A surge in ransomware campaigns is expected to hit the medical sector in 2016, according to a recent report published by forecasters at Forrester Research.
The paper ‘Predictions 2016: Cybersecuirty Swings To Prevention’ suggests that the primary hacking trend of the coming year will be “ransomware for a medical device or wearable,” arguing that cybercriminals would only have to make small modifications to current malware to create a feasible attack.
Pacemakers and other vital health devices would become prime targets, with attackers toying with their stability and potentially threatening the victim with their own life should the ransom demands not be met.
Traditional ransomware attacks take control of a computer system and encrypt sensitive data demanding payment for its release – typically in the cryptocurrency Bitcoin. Strains of ransomware have hit Windows users, as well as Android and Mac OS users.
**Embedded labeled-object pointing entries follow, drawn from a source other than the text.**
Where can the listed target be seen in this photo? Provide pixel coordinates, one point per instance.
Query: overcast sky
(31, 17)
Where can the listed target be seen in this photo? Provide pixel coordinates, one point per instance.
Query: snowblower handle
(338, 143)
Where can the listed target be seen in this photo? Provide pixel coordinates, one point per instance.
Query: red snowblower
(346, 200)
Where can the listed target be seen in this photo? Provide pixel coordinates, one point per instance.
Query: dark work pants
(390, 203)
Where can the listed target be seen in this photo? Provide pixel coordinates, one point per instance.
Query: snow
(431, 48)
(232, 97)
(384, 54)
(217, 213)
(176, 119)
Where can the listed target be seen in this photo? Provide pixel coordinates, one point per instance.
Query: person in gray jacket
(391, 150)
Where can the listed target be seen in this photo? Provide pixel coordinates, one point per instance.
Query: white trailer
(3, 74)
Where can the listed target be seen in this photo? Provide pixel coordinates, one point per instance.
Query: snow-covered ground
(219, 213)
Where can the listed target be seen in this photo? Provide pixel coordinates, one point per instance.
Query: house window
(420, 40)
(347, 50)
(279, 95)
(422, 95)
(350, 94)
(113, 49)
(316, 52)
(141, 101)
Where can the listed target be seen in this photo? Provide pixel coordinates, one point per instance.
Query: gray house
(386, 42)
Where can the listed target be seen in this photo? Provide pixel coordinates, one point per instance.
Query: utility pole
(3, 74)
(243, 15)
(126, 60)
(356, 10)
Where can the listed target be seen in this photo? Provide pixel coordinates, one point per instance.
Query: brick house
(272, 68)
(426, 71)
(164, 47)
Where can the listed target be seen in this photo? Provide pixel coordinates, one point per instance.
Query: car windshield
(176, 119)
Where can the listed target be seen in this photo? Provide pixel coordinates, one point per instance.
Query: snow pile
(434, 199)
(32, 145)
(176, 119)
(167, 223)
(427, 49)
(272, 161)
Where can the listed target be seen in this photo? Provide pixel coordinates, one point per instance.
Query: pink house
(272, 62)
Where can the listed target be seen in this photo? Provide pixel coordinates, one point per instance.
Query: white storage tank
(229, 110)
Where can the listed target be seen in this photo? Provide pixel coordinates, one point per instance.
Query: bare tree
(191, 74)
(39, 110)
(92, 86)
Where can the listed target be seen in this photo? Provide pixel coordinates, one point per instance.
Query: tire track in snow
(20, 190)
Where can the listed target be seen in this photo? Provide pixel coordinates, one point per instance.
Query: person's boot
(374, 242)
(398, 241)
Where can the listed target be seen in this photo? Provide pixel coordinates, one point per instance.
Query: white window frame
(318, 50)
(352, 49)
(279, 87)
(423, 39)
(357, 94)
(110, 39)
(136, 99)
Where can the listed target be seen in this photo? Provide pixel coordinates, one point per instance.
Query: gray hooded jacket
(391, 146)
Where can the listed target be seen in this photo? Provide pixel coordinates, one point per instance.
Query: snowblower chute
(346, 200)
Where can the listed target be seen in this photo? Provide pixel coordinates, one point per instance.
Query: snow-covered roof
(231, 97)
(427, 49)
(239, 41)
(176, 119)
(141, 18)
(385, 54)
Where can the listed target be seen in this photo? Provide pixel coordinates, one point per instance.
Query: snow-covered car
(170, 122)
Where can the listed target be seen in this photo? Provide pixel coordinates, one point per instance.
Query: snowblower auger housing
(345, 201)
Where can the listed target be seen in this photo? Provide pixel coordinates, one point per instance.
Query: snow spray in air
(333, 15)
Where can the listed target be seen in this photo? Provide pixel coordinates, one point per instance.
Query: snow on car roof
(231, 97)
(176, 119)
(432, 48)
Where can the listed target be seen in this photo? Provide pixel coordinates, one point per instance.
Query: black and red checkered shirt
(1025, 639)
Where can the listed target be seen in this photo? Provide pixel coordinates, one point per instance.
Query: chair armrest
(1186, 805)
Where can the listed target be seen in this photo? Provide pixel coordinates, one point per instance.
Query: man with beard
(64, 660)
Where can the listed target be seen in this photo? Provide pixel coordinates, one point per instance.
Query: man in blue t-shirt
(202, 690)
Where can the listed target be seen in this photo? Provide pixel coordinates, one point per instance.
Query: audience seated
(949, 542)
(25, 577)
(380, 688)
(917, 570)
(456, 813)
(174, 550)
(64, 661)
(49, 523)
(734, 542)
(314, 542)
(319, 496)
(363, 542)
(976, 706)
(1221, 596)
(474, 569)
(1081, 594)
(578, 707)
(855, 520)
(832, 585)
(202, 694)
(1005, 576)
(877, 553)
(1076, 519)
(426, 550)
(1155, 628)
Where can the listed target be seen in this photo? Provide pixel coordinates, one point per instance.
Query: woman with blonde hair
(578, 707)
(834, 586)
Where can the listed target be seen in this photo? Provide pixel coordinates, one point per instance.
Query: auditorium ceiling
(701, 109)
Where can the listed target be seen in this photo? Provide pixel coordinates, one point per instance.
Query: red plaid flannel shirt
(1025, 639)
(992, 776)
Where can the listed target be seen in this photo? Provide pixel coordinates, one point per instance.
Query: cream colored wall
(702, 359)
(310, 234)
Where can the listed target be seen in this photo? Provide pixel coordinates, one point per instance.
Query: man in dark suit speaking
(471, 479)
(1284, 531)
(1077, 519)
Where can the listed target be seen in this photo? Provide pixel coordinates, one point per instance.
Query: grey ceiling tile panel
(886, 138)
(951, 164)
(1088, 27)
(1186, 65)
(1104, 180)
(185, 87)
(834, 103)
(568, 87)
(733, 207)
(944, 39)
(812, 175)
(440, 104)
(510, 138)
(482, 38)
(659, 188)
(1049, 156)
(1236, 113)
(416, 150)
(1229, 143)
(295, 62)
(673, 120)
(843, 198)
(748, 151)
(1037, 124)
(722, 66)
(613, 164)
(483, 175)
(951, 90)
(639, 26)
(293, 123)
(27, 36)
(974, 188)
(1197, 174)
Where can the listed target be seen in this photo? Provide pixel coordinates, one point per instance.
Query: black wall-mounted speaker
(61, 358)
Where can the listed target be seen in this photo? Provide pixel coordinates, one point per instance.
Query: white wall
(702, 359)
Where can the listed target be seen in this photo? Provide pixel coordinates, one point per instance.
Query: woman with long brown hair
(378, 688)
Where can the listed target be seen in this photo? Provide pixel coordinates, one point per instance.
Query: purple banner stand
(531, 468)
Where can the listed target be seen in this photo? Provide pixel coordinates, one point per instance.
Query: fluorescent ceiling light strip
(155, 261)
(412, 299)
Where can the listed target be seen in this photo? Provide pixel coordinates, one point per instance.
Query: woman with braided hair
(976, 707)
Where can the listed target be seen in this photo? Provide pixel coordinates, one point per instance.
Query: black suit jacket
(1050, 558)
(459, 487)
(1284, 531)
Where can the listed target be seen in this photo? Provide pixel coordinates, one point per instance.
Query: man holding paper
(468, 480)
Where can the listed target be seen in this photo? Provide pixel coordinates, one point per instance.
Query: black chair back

However, a new focus on medical devices now seems likely.
“It’s definitely feasible from a technical standpoint,” said Billy Rios, a medical device security researcher. “Given the urgency associated with these devices, I could see it as something that could happen next year.”
Joshua Corman, founder of global information security organisation, I am the Calvary, added that the Forrester prediction is “bold”, but hopes “it doesn’t happen as they say it will, because that would shatter our confidence in these lifesaving medical devices.”
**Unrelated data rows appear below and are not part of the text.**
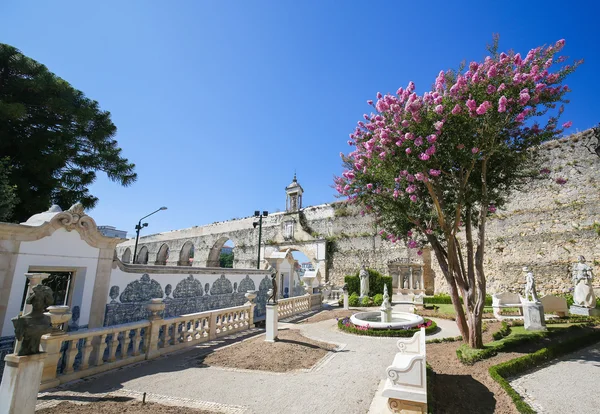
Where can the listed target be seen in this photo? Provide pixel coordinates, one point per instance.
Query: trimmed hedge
(445, 299)
(376, 281)
(469, 356)
(347, 326)
(519, 365)
(504, 331)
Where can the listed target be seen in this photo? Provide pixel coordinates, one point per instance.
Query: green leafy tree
(433, 165)
(8, 197)
(55, 138)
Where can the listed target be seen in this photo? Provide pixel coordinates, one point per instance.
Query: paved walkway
(344, 382)
(568, 382)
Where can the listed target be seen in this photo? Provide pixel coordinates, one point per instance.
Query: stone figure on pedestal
(583, 295)
(30, 327)
(530, 286)
(272, 300)
(364, 281)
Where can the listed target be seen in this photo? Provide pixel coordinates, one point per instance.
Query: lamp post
(259, 224)
(140, 226)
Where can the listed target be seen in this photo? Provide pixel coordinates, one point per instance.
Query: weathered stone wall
(547, 225)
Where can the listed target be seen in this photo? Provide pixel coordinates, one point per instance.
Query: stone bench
(555, 304)
(406, 383)
(506, 300)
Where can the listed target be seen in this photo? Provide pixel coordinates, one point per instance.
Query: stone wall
(546, 225)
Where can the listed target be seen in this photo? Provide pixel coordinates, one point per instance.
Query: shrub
(378, 299)
(353, 283)
(376, 281)
(347, 326)
(504, 331)
(519, 365)
(353, 300)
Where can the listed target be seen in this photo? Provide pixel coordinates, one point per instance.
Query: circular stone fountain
(399, 320)
(385, 318)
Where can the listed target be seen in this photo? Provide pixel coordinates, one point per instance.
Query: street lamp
(138, 227)
(259, 224)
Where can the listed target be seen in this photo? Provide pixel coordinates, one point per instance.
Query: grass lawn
(518, 335)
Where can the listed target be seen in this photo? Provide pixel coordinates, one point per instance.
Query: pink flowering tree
(432, 167)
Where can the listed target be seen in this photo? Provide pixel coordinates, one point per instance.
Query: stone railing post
(346, 302)
(156, 306)
(212, 328)
(51, 345)
(251, 295)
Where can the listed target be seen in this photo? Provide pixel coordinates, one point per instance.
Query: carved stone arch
(163, 255)
(215, 251)
(186, 255)
(126, 258)
(142, 256)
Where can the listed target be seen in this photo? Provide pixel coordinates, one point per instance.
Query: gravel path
(568, 382)
(344, 382)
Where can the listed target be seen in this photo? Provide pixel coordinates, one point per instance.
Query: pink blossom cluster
(409, 130)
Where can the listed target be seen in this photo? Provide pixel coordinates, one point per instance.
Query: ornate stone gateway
(412, 275)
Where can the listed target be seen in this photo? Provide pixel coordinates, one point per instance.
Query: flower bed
(347, 326)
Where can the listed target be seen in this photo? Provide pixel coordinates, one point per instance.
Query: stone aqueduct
(544, 227)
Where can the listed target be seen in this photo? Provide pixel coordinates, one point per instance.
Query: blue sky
(217, 103)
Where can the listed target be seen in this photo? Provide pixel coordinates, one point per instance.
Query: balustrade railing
(78, 354)
(291, 306)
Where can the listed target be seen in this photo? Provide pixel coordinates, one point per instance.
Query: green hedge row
(347, 326)
(519, 365)
(376, 282)
(445, 299)
(502, 332)
(469, 356)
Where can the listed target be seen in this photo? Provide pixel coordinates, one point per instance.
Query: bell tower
(294, 196)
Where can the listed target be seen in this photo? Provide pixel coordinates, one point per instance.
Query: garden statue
(272, 300)
(583, 295)
(30, 327)
(530, 286)
(364, 282)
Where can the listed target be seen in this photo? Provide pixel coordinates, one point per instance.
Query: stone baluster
(137, 338)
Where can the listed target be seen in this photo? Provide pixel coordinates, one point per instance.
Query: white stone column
(21, 383)
(271, 322)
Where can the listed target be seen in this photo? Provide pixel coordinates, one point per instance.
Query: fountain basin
(400, 320)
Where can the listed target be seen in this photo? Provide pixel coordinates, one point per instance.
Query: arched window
(163, 255)
(142, 256)
(186, 255)
(126, 256)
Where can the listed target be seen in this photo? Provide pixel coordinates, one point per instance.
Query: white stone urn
(251, 295)
(58, 315)
(155, 306)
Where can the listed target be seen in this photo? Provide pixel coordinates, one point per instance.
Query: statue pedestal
(271, 322)
(533, 316)
(21, 383)
(580, 310)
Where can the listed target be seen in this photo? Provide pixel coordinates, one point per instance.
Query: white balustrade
(79, 354)
(297, 304)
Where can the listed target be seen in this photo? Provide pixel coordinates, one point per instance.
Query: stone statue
(30, 327)
(530, 286)
(583, 295)
(273, 298)
(364, 281)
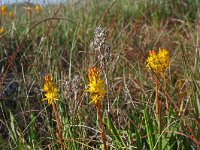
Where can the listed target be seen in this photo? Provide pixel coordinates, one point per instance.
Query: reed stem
(59, 126)
(102, 126)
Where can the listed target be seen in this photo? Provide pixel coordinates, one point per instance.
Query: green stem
(101, 124)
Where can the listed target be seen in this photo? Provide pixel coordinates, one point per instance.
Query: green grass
(59, 42)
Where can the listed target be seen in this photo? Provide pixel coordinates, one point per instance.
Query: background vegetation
(59, 41)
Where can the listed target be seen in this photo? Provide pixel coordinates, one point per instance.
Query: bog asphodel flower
(96, 86)
(37, 8)
(159, 62)
(2, 30)
(11, 14)
(51, 91)
(3, 10)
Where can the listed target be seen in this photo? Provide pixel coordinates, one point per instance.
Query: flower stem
(158, 113)
(167, 100)
(102, 126)
(59, 126)
(157, 102)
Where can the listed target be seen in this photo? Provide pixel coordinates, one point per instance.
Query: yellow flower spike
(37, 8)
(12, 16)
(51, 91)
(96, 86)
(3, 10)
(2, 30)
(158, 62)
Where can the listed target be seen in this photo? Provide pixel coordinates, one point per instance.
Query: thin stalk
(157, 102)
(167, 100)
(102, 126)
(158, 106)
(59, 126)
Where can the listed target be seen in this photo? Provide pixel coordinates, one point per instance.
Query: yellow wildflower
(51, 91)
(11, 14)
(158, 62)
(3, 10)
(2, 30)
(96, 86)
(37, 8)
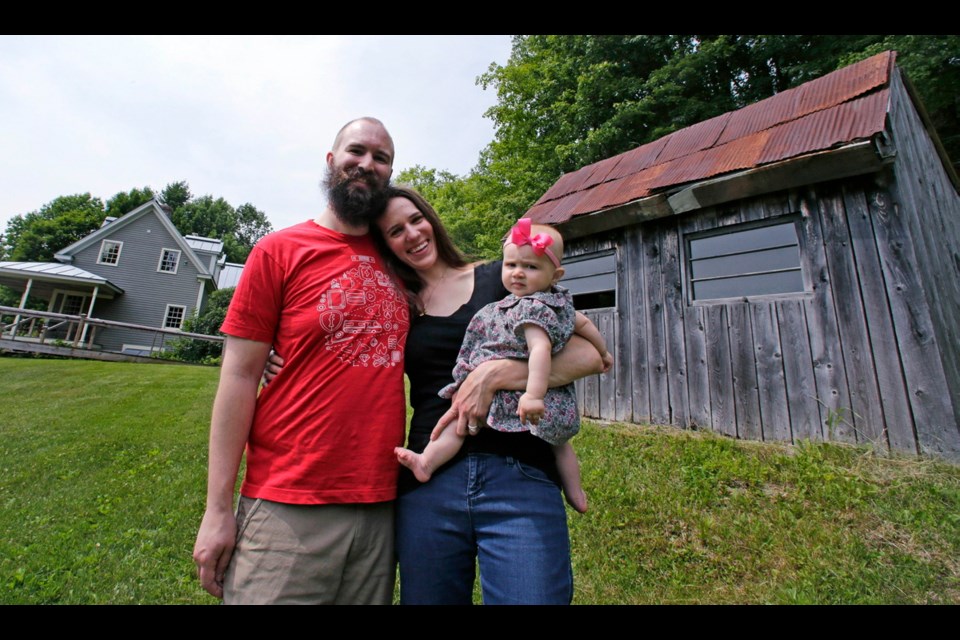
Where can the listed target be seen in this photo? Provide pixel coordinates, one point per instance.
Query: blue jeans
(506, 514)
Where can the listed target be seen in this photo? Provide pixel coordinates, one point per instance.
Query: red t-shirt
(325, 428)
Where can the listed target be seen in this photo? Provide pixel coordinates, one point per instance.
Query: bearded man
(314, 521)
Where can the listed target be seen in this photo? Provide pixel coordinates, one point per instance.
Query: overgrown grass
(102, 475)
(680, 517)
(102, 480)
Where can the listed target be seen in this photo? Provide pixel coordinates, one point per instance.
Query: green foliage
(176, 194)
(932, 62)
(207, 323)
(564, 102)
(125, 202)
(206, 216)
(38, 235)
In this context, some have opined that the Sony hacks, and Ashley Madison scandal did not really cause any harm. “We’ve had an era of low-consequence failure, and that era is now over. The consequences now are life and limb and flesh and blood, and I’m not sure we’re ready for that,” added Corman.
Due to the high value of healthcare information on the black market, the medical industry is one of the most vulnerable to attacks. Ransomware too is a big opportunity for hackers, with the FBI reporting in June over a thousand complaints linked to the CryptoWall ransomware in the U.S. alone, with victims citing “losses totalling over $18 million.”